Tuesday, April 19, 2005
another bimbotic act..
ya..i know i dun exactly fulfill the criteria to be a bimbo..neither do i have the boobs or looks for it..but sometimes the silly side of me kinda got the better of me. and i can't find another word besides bimbotic to describe wat i have jzu done.
juz this morning, as i packed all my dirty laundry and prepared to wash them, i stood outside the laundry room for like 3 mins??!?!? pressing in different combinations trying to get the damn door to open! i mean how could i forget the code? it has only been 2 weeks! i guess my brain is too small to accomodate that 4 digit code, esp now wif the overwhelming info from aa306 & aa304. but still? how stupid can i get? i muz have look like a total idiot, standing outside the laundry room half awake, hair in a mess and looking totally helpless. thank goodness someone came out of the toilet and save my day!

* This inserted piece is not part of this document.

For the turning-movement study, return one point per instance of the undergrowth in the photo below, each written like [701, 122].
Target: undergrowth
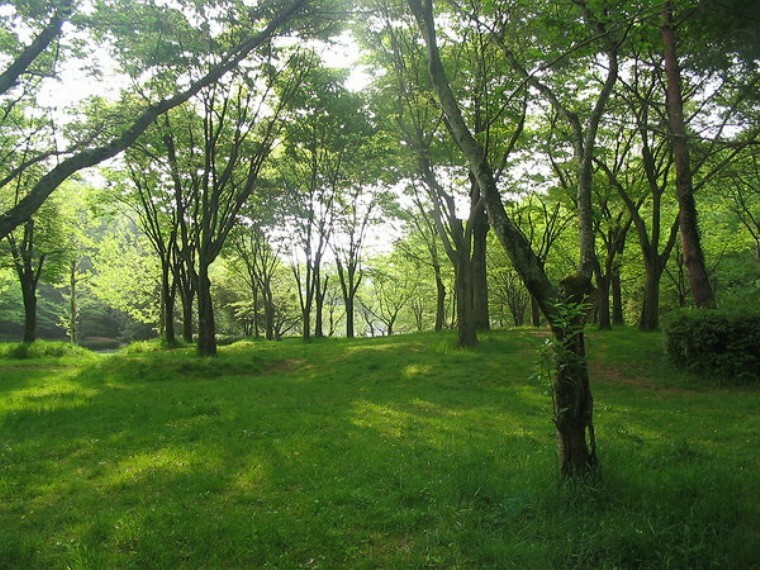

in a week's time, i'll be sitting for my first paper. actually, i'm still considering should i go for it or not. u see..i took it as an extra ge module which was a bad choice. why was i acting so geeky then? now i'm debating wif myself if i should go for the paper or juz take an mc and report as absent. have this feeling that i'm gonna either fail it or get a D, which would kinda uglified my cert coz i haven't gotten any D before. sighz..but i have been slacking so much so that i've fallen one week behind my revision time table. real bad! and this devillish part of me kept asking me to take an mc and use the extra days to study for my 2 main core papers. but i dun wanna be a quitter. so wat if i get a D or fail? it's not gonna affect my grades coz it's an extra subject. the thing is..will i really make use of the extra few days to study? or will i juz waste them away?
where has the fighting spirit in me gone to? i remember when i was in jc, preparing for the A levels, i was so motivated and diligent. i went to sch everyday even though there were no more lessons, juz to study in the library or canteen. or i'll go alone to the cc to study. and the results were satisfying. i got the grades i wanted and to my utter surprise, even became the top arts student.
and now in uni, the last phase of my student life, here i am wasting my time away. sometimes i wonder, would it have been better if i didn't stay in hall? then probably i'll mix more wif my tut frenz..which could have make me more hardworking. ya, i shouldn't depend on others to feel inspired, but sometimes, that tiny winy bit of competition and seeing someone mug and mug, tends to grow on you, hence benefits you. of course, excessive competition is never good.
so much grumblings but i guess it's too late to think about those now. however, it's never too late to start studying now! i have to complete the daily target which i set for myself! gambette!!